A memory, unbidden, sprang into Timothy’s mind. A room spattered with blood, the heavy death-stench in his mouth, the moans from the dying family – his family. His jaw flexed beneath his beard.
“I’m a chaplain, which means I have to care for the men of this fort. Where are they most likely to need me? Inside these walls or on the battlefield?”
“I get your meanin’.” Rob nodded sagely, eliciting another smile from his fort pastor. “I reckon it takes a heap o’ guts for a man of the cloth to head out into a fight with savages.”
The reply rushed to his lips by habit, but Timothy choked a little on the words. “They’re people, too, Rob. People with souls to be saved.”
“Beggin’ your pardon, Reverend,” Rob apologized quickly, face flushing darker than before. “I gotta’ get to my column. I’ll be watchin’ for you, just so’s nothin’ happens to ya’.”
“Thank you, I’ll be praying for you.”
Timothy smiled with genuine warmth as the boy loped across the parade ground to join his comrades. Hot bile flamed up his throat as he shouldered his own weapon. He had not been required to go into combat since his assignment to the frontier fort, and the time away from the battlefield had not lessened his distaste for it. This particular battle, though… his heart was pounding with the struggle to keep the anger at bay. The years of study and prayer had succeeded only in burying it and the hate that coursed through him when he thought of the brutal way his parents and older brother had been slain. All because of some drunks who decided to take the Indian problem out of the hands of the government. His was not the only family destroyed by the aftermath.
The piercing call of the bugle reminded him that he had been standing stock-still since Rob left him. He hastened toward his column, trying to ignore the snatches of memories still teasing at his straining nerves. He had fought back against the renegade who stole his baby sister. There was a livid scar just covered by the hair on his left temple and his sideburn, showing where the brave had so easily cast him against the sharp edge of the fireplace. Rose’s scream was his last memory of the scene before the blood dripping down his forehead had sent him into oblivion.
Dear Lord, have mercy on us this day. Protect these soldiers and give them success in battle.
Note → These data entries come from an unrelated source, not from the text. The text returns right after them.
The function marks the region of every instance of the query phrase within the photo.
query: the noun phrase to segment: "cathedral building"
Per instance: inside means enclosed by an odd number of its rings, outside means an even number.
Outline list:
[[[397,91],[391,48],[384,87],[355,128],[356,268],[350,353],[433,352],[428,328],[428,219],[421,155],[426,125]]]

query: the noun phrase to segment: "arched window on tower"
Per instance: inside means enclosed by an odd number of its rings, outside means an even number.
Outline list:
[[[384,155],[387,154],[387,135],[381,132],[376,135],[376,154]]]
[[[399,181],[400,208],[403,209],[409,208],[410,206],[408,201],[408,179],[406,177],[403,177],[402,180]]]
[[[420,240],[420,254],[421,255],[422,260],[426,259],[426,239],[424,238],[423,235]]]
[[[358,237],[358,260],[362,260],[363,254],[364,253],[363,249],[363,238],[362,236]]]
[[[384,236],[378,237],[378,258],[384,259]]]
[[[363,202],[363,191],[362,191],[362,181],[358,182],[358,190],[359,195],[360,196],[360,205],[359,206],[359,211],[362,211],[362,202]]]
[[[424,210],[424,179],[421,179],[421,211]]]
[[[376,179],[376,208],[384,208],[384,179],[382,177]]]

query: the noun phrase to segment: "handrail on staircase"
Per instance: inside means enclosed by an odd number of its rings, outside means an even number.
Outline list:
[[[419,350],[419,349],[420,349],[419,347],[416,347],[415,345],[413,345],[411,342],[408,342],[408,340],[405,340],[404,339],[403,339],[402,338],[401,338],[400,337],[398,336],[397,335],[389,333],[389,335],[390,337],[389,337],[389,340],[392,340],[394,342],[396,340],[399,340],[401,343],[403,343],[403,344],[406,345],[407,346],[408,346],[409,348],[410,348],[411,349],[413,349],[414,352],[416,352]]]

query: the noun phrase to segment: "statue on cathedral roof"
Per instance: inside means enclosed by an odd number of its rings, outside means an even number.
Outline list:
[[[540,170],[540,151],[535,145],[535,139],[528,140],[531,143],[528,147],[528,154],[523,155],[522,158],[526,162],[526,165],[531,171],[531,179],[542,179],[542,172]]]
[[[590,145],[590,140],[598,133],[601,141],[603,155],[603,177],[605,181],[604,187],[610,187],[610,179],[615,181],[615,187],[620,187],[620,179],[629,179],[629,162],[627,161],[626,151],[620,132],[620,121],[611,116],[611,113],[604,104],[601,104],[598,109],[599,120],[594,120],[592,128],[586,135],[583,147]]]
The prayer felt like sacrilege as his took his place in the column. He knew better than to pretend with God, but he was trying. Wasn’t his present obedience worth just as much as the forgiveness he could not give? He had accepted this post knowing what it would likely cost him.
Rob turned in his place several rows up and sought his eyes, his face deathly pale against the carrot hue of his hair. Timothy did his best to smile encouragingly as the bile flamed red-hot within. The boy wasn’t much older than he had been that day…
A shrill war cry broke into the colonel’s instructions. The men immediately fell into battle stance. Their enemies had anticipated them.
Timothy brought his weapon to the ready, watching as the gates were thrown open to meet the foe. His heart wrenched as his finger froze on the trigger, waiting for the signal. He could not kill in anger. He could not erase the anger coursing through him. The struggle tensed every muscle in his body. The well of red-hot fury opened even further. The mandate from his heart terrified him.